The operation, called selective dorsal rhizotomy, is available at Frenchay Hospital in Bristol. However, two of the children have been refused the operation on the NHS, and the third’s family are waiting to find out whether he will be accepted.
Their families need to raise approximately £50,000 each for them to have the operation done privately, with some even considering having the surgery carried out in America.
This week, the Adver will be talking to each of the families to find out what they are doing to fundraise, how they feel about being refused treatment on the NHS and how the operation would change their lives.
IT IS a normal scene played out in McDonald’s every weekend – children tucking into their fast food and then playing with their free toys while their parents look proudly on.
But for the families of three children who met at the restaurant, in Great Western Way, on Sunday afternoon, their experience of family life can often be very different.
“It’s nice to know you aren’t the only person in this, we aren’t the only people.- Natasha Ellis
Alycia Ellis, Jack Pike and Robbie Davies all have cerebral palsy and their families are trying to raise money for an operation called selective dorsal rhizotomy to ensure they can live normal lives.
The Adver invited the children and their families to the restaurant so they could benefit from meeting each other, sharing experiences and lending support.

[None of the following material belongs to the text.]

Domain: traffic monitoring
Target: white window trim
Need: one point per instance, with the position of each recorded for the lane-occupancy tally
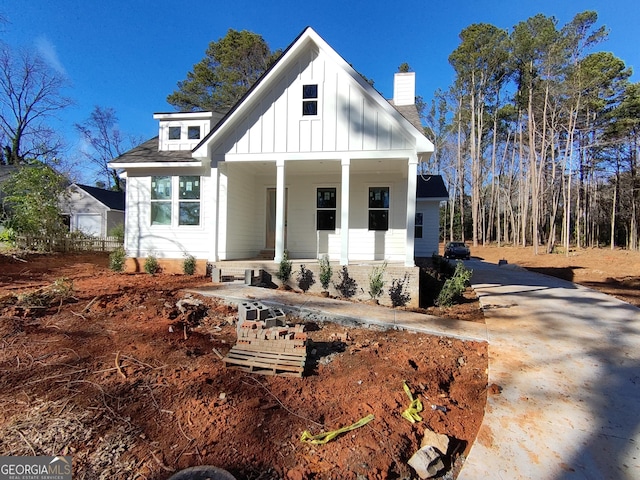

Alycia, six, of Abbey Meads, came in her wheelchair with parents Natasha and Chris, as well as her older sister Aaliyah, nine, and younger brother Corbin, four.
The family have started a £50,000 appeal to pay for the operation in the USA and are planning a number of fundraising events, including tackling the Three Peaks Challenge.
Natasha said it was useful to meet the other parents and thought there might be other children out there with cerebral palsy who might benefit from SDR but do not know it is available.
“Unfortunately in Swindon, parents do feel like there’s a big distance between us all, because I guess there’s nothing around that can put us in close contact with each other.
“And that’s what I want done, by getting in contact with other parents, so we can support each other.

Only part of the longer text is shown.